The Customs Service’s approach to the matter of bona fide sales for exportation has been set forth in an Advanced Informed Compliance Publication entitled, “Bona Fide Sales and Sales for Exportation.” (1996, Revised, January, 2000). In that publication Customs stated that in deciding whether the roles of the parties and circumstances of the transaction indicate that the parties were functioning as buyer and seller for purposes of a bona fide sale, it will consider as evidence of a buyer-seller relationship whether the potential buyer:
a. provided (or could provide) instructions to the seller;
b. was free to sell the items at any price he or she desired;
c. selected (or could select) his or her own customers without consulting the seller; and
d. could order the imported merchandise and have it delivered for his or her own inventory.

Applying these considerations to POSAM’s role in dealing with the trading companies (or with POSCO), we conclude that in each case the answer is in the negative. POSAM did not and could not give instructions to the seller. It merely conveyed instructions from UPI to POSCO. POSAM was not free to sell the hot bands at a price of its choosing. POSAM could not select its own customers without consulting the POSCO. Finally, there is no evidence that POSAM could order hot bands and have it delivered for its own inventory. The CAT indicated that as concerns hot bands, POSAM did not recognize inventory for accounting purposes.

Customs takes the position, also stated in the Informed Compliance Publication, that the fact that a potential buyer cannot assume such tasks is an indication that the party is serving as an agent. Here is evidence that POSAM is functioning as an agent in these circumstances.

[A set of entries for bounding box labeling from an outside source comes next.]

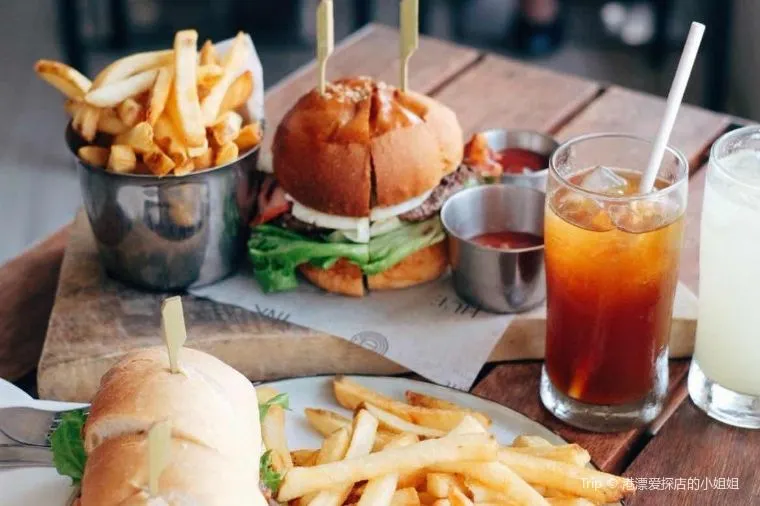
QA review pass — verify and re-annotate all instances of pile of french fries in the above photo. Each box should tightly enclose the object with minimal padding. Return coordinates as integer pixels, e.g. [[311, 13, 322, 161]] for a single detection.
[[258, 377, 634, 506], [35, 30, 262, 176]]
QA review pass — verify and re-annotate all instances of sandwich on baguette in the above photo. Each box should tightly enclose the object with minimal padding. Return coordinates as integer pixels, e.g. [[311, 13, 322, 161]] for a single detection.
[[249, 77, 472, 296], [51, 347, 282, 506]]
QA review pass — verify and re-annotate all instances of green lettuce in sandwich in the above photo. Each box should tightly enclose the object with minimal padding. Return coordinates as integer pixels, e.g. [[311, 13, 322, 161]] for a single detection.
[[248, 77, 474, 296]]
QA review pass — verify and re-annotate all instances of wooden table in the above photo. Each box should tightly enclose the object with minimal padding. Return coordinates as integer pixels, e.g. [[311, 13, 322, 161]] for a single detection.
[[0, 25, 760, 505]]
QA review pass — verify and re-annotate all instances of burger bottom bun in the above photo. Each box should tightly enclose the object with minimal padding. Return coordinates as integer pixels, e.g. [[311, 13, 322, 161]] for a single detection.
[[299, 241, 449, 297], [80, 434, 266, 506]]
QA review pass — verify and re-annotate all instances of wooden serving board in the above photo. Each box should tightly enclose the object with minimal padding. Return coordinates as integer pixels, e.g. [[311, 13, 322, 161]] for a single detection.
[[38, 212, 694, 401]]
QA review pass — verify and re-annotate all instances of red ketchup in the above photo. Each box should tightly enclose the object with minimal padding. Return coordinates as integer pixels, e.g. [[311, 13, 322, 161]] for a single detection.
[[470, 231, 544, 250], [495, 148, 549, 174]]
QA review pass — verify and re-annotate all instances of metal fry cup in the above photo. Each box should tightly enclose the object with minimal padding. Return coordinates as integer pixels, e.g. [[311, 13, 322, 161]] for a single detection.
[[441, 184, 546, 313], [66, 125, 262, 291]]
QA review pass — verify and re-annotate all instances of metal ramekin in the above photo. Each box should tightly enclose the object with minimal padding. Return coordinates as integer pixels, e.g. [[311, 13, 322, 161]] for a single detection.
[[472, 128, 559, 191], [66, 125, 261, 291], [441, 184, 546, 313]]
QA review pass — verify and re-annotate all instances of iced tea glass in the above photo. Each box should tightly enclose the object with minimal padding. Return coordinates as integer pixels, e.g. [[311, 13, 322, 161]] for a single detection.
[[540, 134, 689, 432]]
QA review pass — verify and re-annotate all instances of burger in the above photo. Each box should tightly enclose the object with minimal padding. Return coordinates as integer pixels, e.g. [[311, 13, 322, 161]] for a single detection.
[[249, 77, 470, 296], [51, 347, 273, 506]]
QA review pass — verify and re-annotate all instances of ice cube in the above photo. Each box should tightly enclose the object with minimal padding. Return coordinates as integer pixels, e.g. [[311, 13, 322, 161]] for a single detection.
[[607, 198, 682, 234], [554, 193, 615, 232], [581, 165, 628, 196], [720, 149, 760, 186]]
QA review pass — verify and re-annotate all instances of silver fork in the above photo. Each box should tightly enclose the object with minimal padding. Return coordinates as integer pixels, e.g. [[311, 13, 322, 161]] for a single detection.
[[0, 407, 88, 447], [0, 444, 53, 469]]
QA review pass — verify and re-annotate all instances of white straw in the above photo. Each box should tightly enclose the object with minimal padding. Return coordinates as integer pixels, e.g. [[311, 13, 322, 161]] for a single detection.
[[639, 23, 705, 193]]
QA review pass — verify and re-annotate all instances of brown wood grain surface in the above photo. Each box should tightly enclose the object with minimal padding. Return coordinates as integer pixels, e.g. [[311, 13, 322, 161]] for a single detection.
[[625, 400, 760, 506], [0, 227, 69, 381], [265, 24, 479, 146], [472, 360, 688, 472], [436, 55, 600, 135], [557, 86, 730, 170]]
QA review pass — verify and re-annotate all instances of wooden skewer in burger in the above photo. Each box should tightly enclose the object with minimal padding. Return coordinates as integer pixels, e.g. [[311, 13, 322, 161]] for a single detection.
[[52, 297, 267, 506], [249, 0, 471, 296]]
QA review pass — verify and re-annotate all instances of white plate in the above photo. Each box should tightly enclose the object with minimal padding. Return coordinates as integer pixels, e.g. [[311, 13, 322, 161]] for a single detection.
[[0, 376, 565, 506]]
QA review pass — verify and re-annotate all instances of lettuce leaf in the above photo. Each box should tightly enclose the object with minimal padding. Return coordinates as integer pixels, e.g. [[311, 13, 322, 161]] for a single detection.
[[248, 216, 446, 293], [259, 393, 290, 421], [248, 225, 369, 292], [50, 400, 289, 493], [259, 450, 282, 490], [50, 410, 87, 485]]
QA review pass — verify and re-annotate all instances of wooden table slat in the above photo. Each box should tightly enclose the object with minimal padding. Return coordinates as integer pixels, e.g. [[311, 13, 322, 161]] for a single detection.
[[558, 86, 730, 170], [473, 360, 689, 472], [625, 400, 760, 506], [428, 55, 600, 135], [265, 24, 480, 146], [0, 226, 69, 381]]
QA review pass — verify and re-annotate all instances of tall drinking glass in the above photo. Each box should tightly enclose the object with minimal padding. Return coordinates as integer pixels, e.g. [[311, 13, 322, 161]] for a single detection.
[[689, 126, 760, 429], [540, 134, 689, 432]]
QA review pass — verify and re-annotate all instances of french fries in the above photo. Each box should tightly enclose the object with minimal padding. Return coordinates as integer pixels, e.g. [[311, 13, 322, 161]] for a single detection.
[[434, 462, 547, 506], [201, 32, 249, 126], [449, 487, 474, 506], [405, 390, 491, 427], [309, 410, 377, 506], [235, 123, 262, 153], [77, 146, 109, 167], [93, 49, 174, 88], [362, 403, 446, 438], [259, 377, 633, 506], [277, 434, 498, 502], [219, 70, 253, 112], [174, 30, 206, 146], [34, 30, 260, 176], [358, 434, 419, 506], [333, 377, 490, 431], [84, 69, 158, 107], [391, 487, 420, 506], [426, 473, 464, 499], [214, 142, 239, 167], [114, 121, 156, 154], [71, 103, 102, 142], [512, 434, 552, 448], [499, 452, 633, 504], [116, 98, 143, 127], [145, 66, 174, 125], [34, 60, 92, 100], [108, 144, 137, 172], [209, 111, 243, 149], [198, 40, 219, 65]]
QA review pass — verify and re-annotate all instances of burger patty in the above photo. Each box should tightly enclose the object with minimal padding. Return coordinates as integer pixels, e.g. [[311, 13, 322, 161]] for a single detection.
[[272, 211, 332, 237], [399, 165, 475, 223], [264, 165, 475, 234]]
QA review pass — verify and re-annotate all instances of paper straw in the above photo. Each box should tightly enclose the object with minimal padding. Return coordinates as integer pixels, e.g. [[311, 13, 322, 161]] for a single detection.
[[639, 23, 705, 193]]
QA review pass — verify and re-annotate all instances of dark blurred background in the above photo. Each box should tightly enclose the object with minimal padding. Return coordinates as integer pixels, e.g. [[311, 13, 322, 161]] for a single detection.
[[0, 0, 748, 263]]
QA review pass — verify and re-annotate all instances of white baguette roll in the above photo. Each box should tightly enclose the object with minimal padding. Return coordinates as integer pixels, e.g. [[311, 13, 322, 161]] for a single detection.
[[81, 347, 266, 506], [80, 434, 265, 506]]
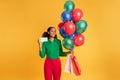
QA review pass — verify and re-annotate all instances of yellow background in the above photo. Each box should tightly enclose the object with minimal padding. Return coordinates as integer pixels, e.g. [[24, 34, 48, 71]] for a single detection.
[[0, 0, 120, 80]]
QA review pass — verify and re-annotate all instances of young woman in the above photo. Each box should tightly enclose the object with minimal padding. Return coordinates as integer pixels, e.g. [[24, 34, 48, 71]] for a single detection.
[[38, 27, 71, 80]]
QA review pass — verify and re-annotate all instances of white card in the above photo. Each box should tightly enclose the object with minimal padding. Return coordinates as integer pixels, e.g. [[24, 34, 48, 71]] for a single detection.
[[39, 37, 48, 42]]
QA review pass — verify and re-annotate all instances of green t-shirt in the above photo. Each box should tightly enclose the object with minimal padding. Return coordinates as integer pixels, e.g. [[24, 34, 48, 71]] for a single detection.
[[39, 38, 67, 59]]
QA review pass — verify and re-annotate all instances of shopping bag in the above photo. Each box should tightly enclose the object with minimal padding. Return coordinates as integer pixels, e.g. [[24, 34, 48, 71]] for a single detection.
[[72, 56, 81, 76], [64, 55, 72, 73], [70, 55, 75, 75]]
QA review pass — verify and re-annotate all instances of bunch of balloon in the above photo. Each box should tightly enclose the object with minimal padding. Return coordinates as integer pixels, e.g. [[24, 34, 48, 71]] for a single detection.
[[58, 0, 87, 50]]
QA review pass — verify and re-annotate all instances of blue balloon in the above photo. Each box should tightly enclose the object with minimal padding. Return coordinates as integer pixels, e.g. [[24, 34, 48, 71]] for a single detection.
[[61, 11, 72, 22], [70, 32, 77, 39], [60, 27, 69, 38]]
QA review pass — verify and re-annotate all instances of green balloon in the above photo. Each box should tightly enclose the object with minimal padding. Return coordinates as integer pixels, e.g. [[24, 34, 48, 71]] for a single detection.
[[62, 38, 74, 50], [64, 0, 75, 12], [75, 20, 87, 34]]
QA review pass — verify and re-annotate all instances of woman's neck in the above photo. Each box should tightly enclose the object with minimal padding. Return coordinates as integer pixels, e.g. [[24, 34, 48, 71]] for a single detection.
[[49, 37, 54, 41]]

POSAM has argued (submission, p. 75) that the fact that none of the answers was in the affirmative does not disqualify the sale between the trading companies and POSAM. However, other than POSAM’s payments to the trading companies and claimed passage of title and assumption of risk of loss, there is no compelling evidence that POSAM functioned as a bona fide buyer. There is disputed evidence concerning passage of title and risk of loss. The Hot Band Requirements Agreement is plainly to the contrary. There is no evidence of independent negotiation on the part of POSAM. In this instance the passive role of POSAM in the transactions demonstrates that POSAM is not a principal in these arrangements, but an agent facilitating the delivery of, and payment for, the hot bands.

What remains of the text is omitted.